The same slide test.mrxs is anonymized correctly with python 2 and the original anonymizing code.

Does mrxs, svs and ndpi work for you?

r3m0chop commented 4 years ago

Thank you very much for your feedback @jetic83 ! Unfortunately, I have only had access to SVS files to test so far, and should have emphasized that my testing was therefore limited as such.

I will look into this issue. At first glance, it does seem to require but a single line change at: https://github.com/bgilbert/anonymize-slide/blob/759eecc713add621766e3cc2e22a76d9b57e5738/anonymize-slide.py#L257 ...but I would want to further test as well since there might be subsequent changes required after all.

In the meantime, please feel free to add or suggest any modifications that you find helpful or necessary.

r3m0chop commented 4 years ago

Test data found at http://openslide.cs.cmu.edu/download/openslide-testdata/ and I have replicated your reported issue @jetic83 . Working on it now...

UPDATE: looks like each of the MRXS file handles need to be wrapped in an io.TextIOWrapper(), as per https://stackoverflow.com/questions/55118890/python3-configparser-startswith-first-arg-must-be-bytes-or-a-tuple-of-bytes-not/55119695#55119695

r3m0chop commented 4 years ago

@jetic83 - I have made a first pass update of the Python3 support for the MRXS format as well, in the above bb091b4 commit. It has only been tested with the Mirax2-Fluorescence-1 dataset, but I wanted to get this to you sooner rather than later in order to get your initial feedback. Thank you very much in advance.

jetic83 commented 4 years ago

Great, thx, I will check it out. In the meanwhile, is NDPI tested as well?

r3m0chop commented 4 years ago

While I haven't done anything specifically with NDPI, but if it is using do_hamamatsu_ndpi() (https://github.com/bgilbert/anonymize-slide/blob/master/anonymize-slide.py#L492-L505), there doesn't appear to be much of anything to do there at all. That said, it does indeed still need a test set thrown at it.

markemus commented 4 years ago

There are test images on the openslide website here: https://openslide.org/formats/ventana/ see the bottom of the page. You can navigate to the other formats for their test images.

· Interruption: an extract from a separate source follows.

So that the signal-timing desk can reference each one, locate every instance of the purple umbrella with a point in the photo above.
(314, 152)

Also wanted to let you know that I just submitted a similar PR, so we should probably coordinate our work. This update is definitely needed especially now that py2 is obsolete.

Tomatenbiss commented 3 years ago

@r3m0chop, @jetic83, I tested this script (just like the script of @markemus) with a couple of slides from my institute. I am testing the results with QuPath and 3DHistech Case Viewer where you can access the label images. In case of a successful anonymization the label image cannot be found and the macro image is cropped so the label is not visible anymore (in the original version of the script) or totally removed (in your python3 scripts).

When I use the script on .ndpi files the anonymization works fine.

The script did not work with .mrsx files (old format). An Error is encountered and the slides still contain the label. This is the output (anonymized slide names):

??????.mrxs: File contains no section headers.
file: Slidedat.ini', line: 1
'[GENERAL]\n'

However, in the next days I will have access to .mrxs files in the new format and will report the results.